Champions Speakers: Jonathon Porrit

Discover how businesses can embrace sustainable practices, in this exclusive Q&A.

JONHATHON PORRIT, a true climate change champion, sat down with BBeyond Magazine to discuss his incredible career in sustainability. As the co-founder of Forum for the Future and former member of the Green Party, Jonathon has dedicated his life to protect our planet from climate change.

How did you become a sustainability advocate?

Well…I’ve been at it for nearly 50 years! So, I joined the Green Party in 1974 – I joined lots of organisations in the early 1970s. I’m still trying to work out why the world is so utterly stupid when it comes to understanding environmental issues and how critical it is to the future wellbeing of all humankind.

I’ve spent quite a lot of time over the last four or five years working, particularly with young people, so that drives me. These days, I’m trying to support the work of young people’s organisations and make sure we don’t leave the world in even more of a mess for them than we’re currently likely to do.

Out of your sustainability advocacy, what has made you the proudest?

Well, I guess because so many things have flowed from it – I was involved in the Earth Summit in 1992. So, a long time ago, for sure, I spent more than three weeks out in Rio de Janeiro for the Earth Summit.

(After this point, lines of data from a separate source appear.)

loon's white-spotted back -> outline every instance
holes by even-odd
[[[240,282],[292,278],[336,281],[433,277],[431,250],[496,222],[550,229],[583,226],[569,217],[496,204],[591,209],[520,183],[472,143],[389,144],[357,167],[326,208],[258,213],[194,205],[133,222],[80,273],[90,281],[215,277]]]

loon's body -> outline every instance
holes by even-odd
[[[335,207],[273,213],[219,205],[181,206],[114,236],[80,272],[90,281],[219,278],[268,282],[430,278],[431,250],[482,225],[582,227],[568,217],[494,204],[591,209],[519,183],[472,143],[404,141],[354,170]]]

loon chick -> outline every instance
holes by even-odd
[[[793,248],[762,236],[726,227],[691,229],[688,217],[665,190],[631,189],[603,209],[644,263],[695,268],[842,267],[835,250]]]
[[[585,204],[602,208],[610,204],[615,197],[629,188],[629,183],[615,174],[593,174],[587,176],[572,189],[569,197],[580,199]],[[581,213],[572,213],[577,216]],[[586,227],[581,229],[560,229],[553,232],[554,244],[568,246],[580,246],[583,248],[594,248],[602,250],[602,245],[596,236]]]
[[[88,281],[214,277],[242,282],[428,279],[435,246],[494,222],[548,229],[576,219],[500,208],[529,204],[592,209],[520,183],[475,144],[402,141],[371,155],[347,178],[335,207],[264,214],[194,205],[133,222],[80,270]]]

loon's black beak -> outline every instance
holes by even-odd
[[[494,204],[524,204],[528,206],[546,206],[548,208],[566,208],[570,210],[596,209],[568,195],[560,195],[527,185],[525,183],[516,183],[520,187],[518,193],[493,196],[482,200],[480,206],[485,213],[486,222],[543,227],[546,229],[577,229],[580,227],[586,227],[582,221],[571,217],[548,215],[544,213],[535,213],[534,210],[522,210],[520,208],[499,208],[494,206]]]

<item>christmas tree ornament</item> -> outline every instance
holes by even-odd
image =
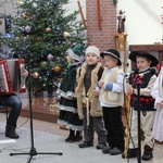
[[[25,13],[23,13],[23,14],[22,14],[22,17],[23,17],[23,18],[26,18],[26,14],[25,14]]]
[[[26,32],[26,33],[30,33],[30,30],[32,30],[32,27],[27,25],[27,26],[25,27],[25,32]]]
[[[2,25],[2,23],[3,23],[2,20],[0,20],[0,25]]]
[[[39,77],[39,73],[35,72],[35,73],[33,74],[33,78],[37,79],[38,77]]]
[[[47,33],[50,33],[50,32],[51,32],[51,28],[50,28],[50,27],[47,27],[47,28],[46,28],[46,32],[47,32]]]
[[[63,37],[64,37],[64,38],[68,38],[68,37],[71,37],[71,34],[70,34],[68,32],[64,32],[64,33],[63,33]]]
[[[34,2],[34,3],[33,3],[33,7],[34,7],[34,8],[37,8],[37,3],[36,3],[36,2]]]
[[[53,55],[52,55],[51,53],[49,53],[49,54],[47,55],[47,59],[48,59],[48,60],[52,60],[52,59],[53,59]]]
[[[53,70],[54,70],[54,72],[57,72],[57,73],[61,72],[61,67],[60,67],[59,65],[55,65],[55,66],[53,67]]]
[[[40,62],[40,65],[43,67],[43,66],[47,65],[47,62],[46,62],[46,61],[42,61],[42,62]]]

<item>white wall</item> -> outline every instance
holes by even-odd
[[[4,1],[7,1],[7,2],[3,3]],[[79,10],[77,1],[80,2],[84,17],[86,20],[86,0],[70,0],[70,3],[67,5],[65,5],[65,8],[67,8],[66,14],[72,13],[72,11]],[[14,13],[14,11],[16,11],[15,4],[17,2],[18,2],[18,0],[0,0],[0,16],[2,14],[12,15]],[[82,21],[80,14],[78,14],[77,20]],[[2,23],[2,25],[0,25],[0,33],[4,34],[4,23]]]
[[[3,2],[4,0],[0,0]],[[0,7],[0,13],[11,14],[13,12],[13,2],[17,0],[8,0],[8,3]],[[72,10],[78,10],[78,0],[70,0],[67,13]],[[86,0],[79,0],[86,18]],[[102,0],[101,0],[102,1]],[[126,12],[125,33],[128,34],[128,45],[146,45],[162,41],[163,25],[161,15],[163,10],[163,0],[117,0],[118,10]],[[80,15],[78,15],[80,20]],[[2,26],[0,26],[1,30]]]
[[[126,34],[129,45],[162,41],[161,9],[163,0],[118,0],[117,12],[126,12]]]

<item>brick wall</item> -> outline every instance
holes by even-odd
[[[101,51],[115,48],[116,5],[113,0],[100,0],[101,29],[98,21],[98,0],[86,0],[88,45],[97,46]]]

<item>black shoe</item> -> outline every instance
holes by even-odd
[[[149,161],[153,158],[153,153],[152,151],[145,151],[142,154],[142,160],[143,161]]]
[[[106,154],[106,153],[110,153],[110,150],[111,150],[111,147],[105,147],[102,149],[102,153]]]
[[[20,136],[15,133],[15,128],[13,127],[5,127],[5,137],[12,138],[12,139],[20,138]]]
[[[83,140],[83,136],[75,136],[75,140],[76,140],[76,141]]]
[[[103,149],[103,148],[105,148],[106,147],[106,143],[98,143],[97,145],[97,149]]]
[[[137,158],[138,155],[138,148],[134,148],[134,149],[128,149],[127,150],[127,154],[125,156],[125,153],[122,154],[123,159],[131,159],[131,158]]]
[[[79,148],[87,148],[87,147],[92,147],[92,146],[93,146],[92,142],[86,142],[86,141],[78,145]]]
[[[143,151],[143,154],[142,154],[142,160],[143,161],[149,161],[153,158],[153,153],[152,153],[152,148],[150,148],[149,146],[145,146],[145,151]]]
[[[117,147],[114,147],[113,149],[110,150],[111,155],[118,155],[122,153],[123,153],[123,151],[121,149],[118,149]]]
[[[65,142],[75,142],[75,136],[68,136],[68,137],[65,139]]]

It was really a crucial time for me because it enabled me to see exactly how many people were beginning to see the world differently, were beginning to understand the nature of the challenges ahead. That included businesses, it included a huge number of other sectors in society, like religious and faith leaders, who were gathered in great numbers in Rio.

And for me, coming off the back off 20 years of campaigning with the Green Party, it opened up a different perspective on how to accelerate change in society. To do that, basically, by working with that kind of energy rather than constantly…well, not working against it, but constantly campaigning to stop people doing bad things.

From that point on, it became obvious to me that it was just as important to enable people to do good things rather than stop doing bad things. That’s pretty much what I’ve spent the last 30 years of my life doing.

Do you think that businesses are doing enough to protect our planet from climate change?

Well, they’re certainly moving a lot further and faster than they’ve done before. There’s no question about that. Oddly enough, particularly in the last few years, despite the pandemic, corporate sustainability has been prospering!

But it’s very mixed. You get some sectors where companies are doing a lot. If you look, for instance, at the fast-moving consumer goods sector, you can see companies doing enormous amounts to persuade their consumers that they really do care about this stuff.

If you look at some of the more common intensive sectors, for instance, the water industry or cement manufactures or steel production, you can see them gradually waking up. But it’s taken quite a long time for them to commit to the kind of targets that they now need.

So, it’s a sector-by-sector thing. But overall, if you think back maybe ten years ago, you would have had a huge amount of what was described as ‘greenwashing’. These days, there is a lot less greenwashing, but you genuinely do have a lot of companies seriously intent on getting their act together.